I watched all of Edgar Reitz' Heimat 2 a few years ago on dvd, which is I think 16 hours. It was the closest I get to watching a soap opera, about a student avant-garde composer at the Munich conservatory. "The title Heimat (pronounced [ˈhaɪmat]) is a German word meaning "homeland". Its use is partly an ironic reference to the film genre known as Heimatfilm which was popular in Germany in the 1950s. Heimatfilms were noted for their rural settings, sentimental tone and simplistic morality." Its portrayal of the late 60s protest movements was a sensationalist caricature common in films.
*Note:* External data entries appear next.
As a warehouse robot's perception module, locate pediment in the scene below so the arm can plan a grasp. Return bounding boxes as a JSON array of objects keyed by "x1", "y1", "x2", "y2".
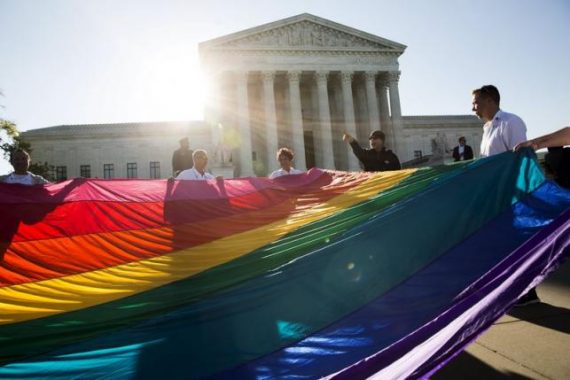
[{"x1": 201, "y1": 14, "x2": 406, "y2": 54}]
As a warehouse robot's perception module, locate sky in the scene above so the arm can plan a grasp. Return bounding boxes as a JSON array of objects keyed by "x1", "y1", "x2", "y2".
[{"x1": 0, "y1": 0, "x2": 570, "y2": 174}]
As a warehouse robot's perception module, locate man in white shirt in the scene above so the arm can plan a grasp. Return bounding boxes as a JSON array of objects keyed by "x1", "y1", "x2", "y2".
[
  {"x1": 0, "y1": 149, "x2": 49, "y2": 186},
  {"x1": 269, "y1": 148, "x2": 303, "y2": 179},
  {"x1": 472, "y1": 85, "x2": 526, "y2": 157},
  {"x1": 472, "y1": 85, "x2": 540, "y2": 306},
  {"x1": 176, "y1": 149, "x2": 216, "y2": 181}
]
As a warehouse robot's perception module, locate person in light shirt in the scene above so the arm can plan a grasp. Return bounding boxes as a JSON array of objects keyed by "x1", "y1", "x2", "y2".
[
  {"x1": 452, "y1": 136, "x2": 473, "y2": 162},
  {"x1": 176, "y1": 149, "x2": 217, "y2": 181},
  {"x1": 472, "y1": 85, "x2": 526, "y2": 157},
  {"x1": 0, "y1": 149, "x2": 49, "y2": 186},
  {"x1": 269, "y1": 148, "x2": 303, "y2": 179}
]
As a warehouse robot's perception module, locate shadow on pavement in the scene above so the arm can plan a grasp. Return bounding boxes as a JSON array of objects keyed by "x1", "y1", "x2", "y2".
[
  {"x1": 431, "y1": 352, "x2": 532, "y2": 380},
  {"x1": 508, "y1": 303, "x2": 570, "y2": 334}
]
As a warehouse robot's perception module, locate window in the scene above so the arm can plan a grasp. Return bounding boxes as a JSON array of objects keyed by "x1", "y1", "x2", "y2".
[
  {"x1": 79, "y1": 165, "x2": 91, "y2": 178},
  {"x1": 55, "y1": 166, "x2": 67, "y2": 181},
  {"x1": 127, "y1": 162, "x2": 137, "y2": 178},
  {"x1": 103, "y1": 164, "x2": 115, "y2": 179},
  {"x1": 150, "y1": 161, "x2": 160, "y2": 178}
]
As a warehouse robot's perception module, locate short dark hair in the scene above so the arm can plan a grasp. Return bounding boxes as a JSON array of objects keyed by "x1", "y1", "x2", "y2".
[
  {"x1": 473, "y1": 84, "x2": 501, "y2": 105},
  {"x1": 277, "y1": 148, "x2": 295, "y2": 161}
]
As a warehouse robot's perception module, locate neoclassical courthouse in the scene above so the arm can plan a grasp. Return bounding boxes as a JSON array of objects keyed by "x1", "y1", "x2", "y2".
[{"x1": 23, "y1": 13, "x2": 482, "y2": 179}]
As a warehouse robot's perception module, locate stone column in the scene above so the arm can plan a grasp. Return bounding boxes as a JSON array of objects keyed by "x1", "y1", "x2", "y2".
[
  {"x1": 261, "y1": 71, "x2": 279, "y2": 171},
  {"x1": 341, "y1": 71, "x2": 360, "y2": 171},
  {"x1": 377, "y1": 75, "x2": 394, "y2": 149},
  {"x1": 315, "y1": 71, "x2": 335, "y2": 169},
  {"x1": 388, "y1": 71, "x2": 405, "y2": 152},
  {"x1": 236, "y1": 71, "x2": 253, "y2": 177},
  {"x1": 364, "y1": 71, "x2": 380, "y2": 132},
  {"x1": 287, "y1": 71, "x2": 307, "y2": 170}
]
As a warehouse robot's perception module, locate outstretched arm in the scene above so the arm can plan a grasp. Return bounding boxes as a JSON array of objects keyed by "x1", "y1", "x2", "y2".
[
  {"x1": 514, "y1": 127, "x2": 570, "y2": 152},
  {"x1": 342, "y1": 132, "x2": 365, "y2": 161}
]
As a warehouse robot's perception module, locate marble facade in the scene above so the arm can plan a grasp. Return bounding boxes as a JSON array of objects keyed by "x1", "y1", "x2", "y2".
[{"x1": 24, "y1": 14, "x2": 482, "y2": 178}]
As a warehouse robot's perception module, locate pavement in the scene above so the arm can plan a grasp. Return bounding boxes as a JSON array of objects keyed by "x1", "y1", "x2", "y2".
[{"x1": 432, "y1": 260, "x2": 570, "y2": 380}]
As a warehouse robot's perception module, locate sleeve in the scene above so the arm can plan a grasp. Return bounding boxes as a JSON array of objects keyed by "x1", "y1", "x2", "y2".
[
  {"x1": 32, "y1": 174, "x2": 50, "y2": 185},
  {"x1": 463, "y1": 145, "x2": 473, "y2": 160},
  {"x1": 452, "y1": 146, "x2": 460, "y2": 161},
  {"x1": 350, "y1": 140, "x2": 366, "y2": 162},
  {"x1": 172, "y1": 151, "x2": 178, "y2": 174},
  {"x1": 176, "y1": 170, "x2": 192, "y2": 179},
  {"x1": 390, "y1": 153, "x2": 402, "y2": 170},
  {"x1": 503, "y1": 115, "x2": 527, "y2": 150}
]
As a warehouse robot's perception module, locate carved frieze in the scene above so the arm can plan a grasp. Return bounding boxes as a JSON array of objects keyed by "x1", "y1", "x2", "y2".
[{"x1": 223, "y1": 21, "x2": 392, "y2": 50}]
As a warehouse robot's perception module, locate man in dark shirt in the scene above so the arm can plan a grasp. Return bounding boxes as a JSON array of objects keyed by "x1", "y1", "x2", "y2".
[
  {"x1": 172, "y1": 137, "x2": 194, "y2": 177},
  {"x1": 342, "y1": 131, "x2": 401, "y2": 172},
  {"x1": 453, "y1": 136, "x2": 473, "y2": 162}
]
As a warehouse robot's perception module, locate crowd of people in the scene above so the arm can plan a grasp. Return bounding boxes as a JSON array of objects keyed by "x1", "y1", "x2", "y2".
[
  {"x1": 0, "y1": 85, "x2": 570, "y2": 305},
  {"x1": 0, "y1": 85, "x2": 570, "y2": 189}
]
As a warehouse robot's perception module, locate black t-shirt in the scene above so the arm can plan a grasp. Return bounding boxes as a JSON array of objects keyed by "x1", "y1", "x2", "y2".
[{"x1": 350, "y1": 141, "x2": 402, "y2": 172}]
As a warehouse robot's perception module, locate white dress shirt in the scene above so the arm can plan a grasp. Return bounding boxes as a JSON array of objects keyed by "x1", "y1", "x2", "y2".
[
  {"x1": 176, "y1": 167, "x2": 215, "y2": 181},
  {"x1": 269, "y1": 168, "x2": 303, "y2": 179},
  {"x1": 480, "y1": 110, "x2": 526, "y2": 157}
]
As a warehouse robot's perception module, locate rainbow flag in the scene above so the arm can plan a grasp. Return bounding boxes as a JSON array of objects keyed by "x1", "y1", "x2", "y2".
[{"x1": 0, "y1": 151, "x2": 570, "y2": 379}]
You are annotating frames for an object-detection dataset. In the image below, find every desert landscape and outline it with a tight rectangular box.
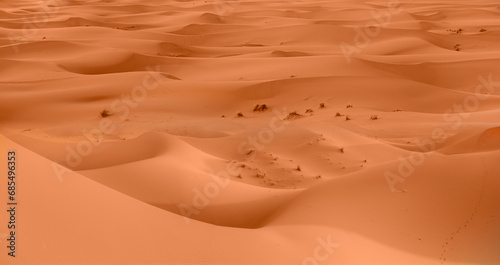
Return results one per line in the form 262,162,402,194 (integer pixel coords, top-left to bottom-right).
0,0,500,265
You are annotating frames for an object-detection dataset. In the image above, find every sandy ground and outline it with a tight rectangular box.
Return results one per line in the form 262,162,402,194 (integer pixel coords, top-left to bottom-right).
0,0,500,265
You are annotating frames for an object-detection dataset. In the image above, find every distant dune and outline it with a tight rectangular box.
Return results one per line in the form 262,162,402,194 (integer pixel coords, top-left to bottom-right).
0,0,500,265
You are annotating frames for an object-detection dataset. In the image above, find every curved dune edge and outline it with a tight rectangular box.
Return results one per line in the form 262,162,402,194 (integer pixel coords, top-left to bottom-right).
0,0,500,265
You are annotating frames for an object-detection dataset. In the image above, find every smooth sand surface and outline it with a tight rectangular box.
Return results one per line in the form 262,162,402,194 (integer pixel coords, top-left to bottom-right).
0,0,500,265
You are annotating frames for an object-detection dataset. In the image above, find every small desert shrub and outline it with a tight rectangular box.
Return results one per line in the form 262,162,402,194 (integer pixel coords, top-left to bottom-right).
253,104,268,111
99,109,110,118
285,111,302,120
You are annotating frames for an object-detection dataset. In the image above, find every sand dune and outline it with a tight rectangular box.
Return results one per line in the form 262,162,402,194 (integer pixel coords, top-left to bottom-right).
0,0,500,265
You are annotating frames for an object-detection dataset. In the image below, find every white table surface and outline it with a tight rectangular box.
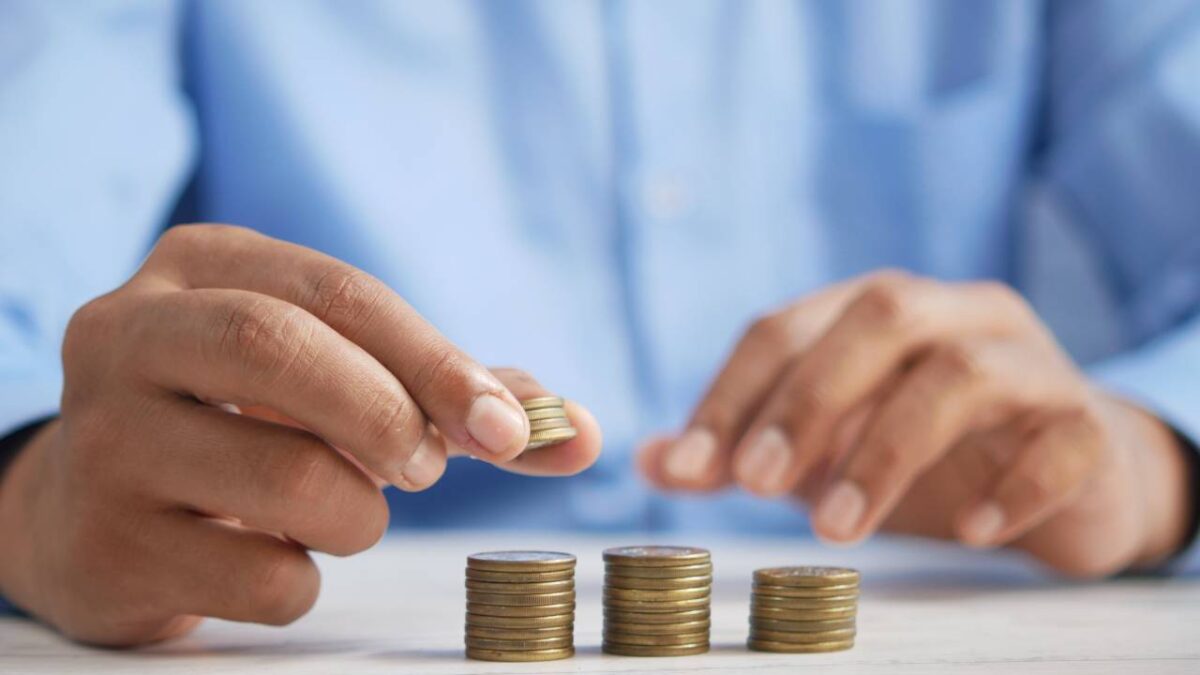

The Edukators is another German film in that vein, an interesting radical setup that ends up with John Cale's 'Hallelujah' to the montage of the characters' emotions in the third act.

https://en.wikipedia.org/wiki/Heimat_%28film_series%29#Die_Zweite_Heimat_.28Leaving_Home.29

x larry said...

ian,
great stuff--would that i could get to so many of the works you reference. i should make a list.
i've been irked to no end ever since little dubya started (well, one clever speechwriter did) using this loathesome word, ever so quickly turned into a downright institution and powerful new government branch. how false and contrived it rang! but, dumb fuck yokels, we MareKins we just keeps on swallowin' shit, just any ol diarrhea or corny bm's as we use ta say.
i'd till then only recalled hearing words like it (fatherland, etc) in reference to laughable nazis and other backward types. no more.
and the neil young song pocahontas, 'in the homeland.... we've never seen', which is from an at least pseudo indian point of view (and incidentally a great song)
cheers

Linh Dinh said...

Yo Ian and x larry,

Heimat can simpy mean "home," and I've seen it used here to advertise apartments. Check out this website, for example. They're pitching apartments.

So "Heimat" means homeland or simply one's place of residence, a house or an apartment. It's not necessarily so heavy-sounding.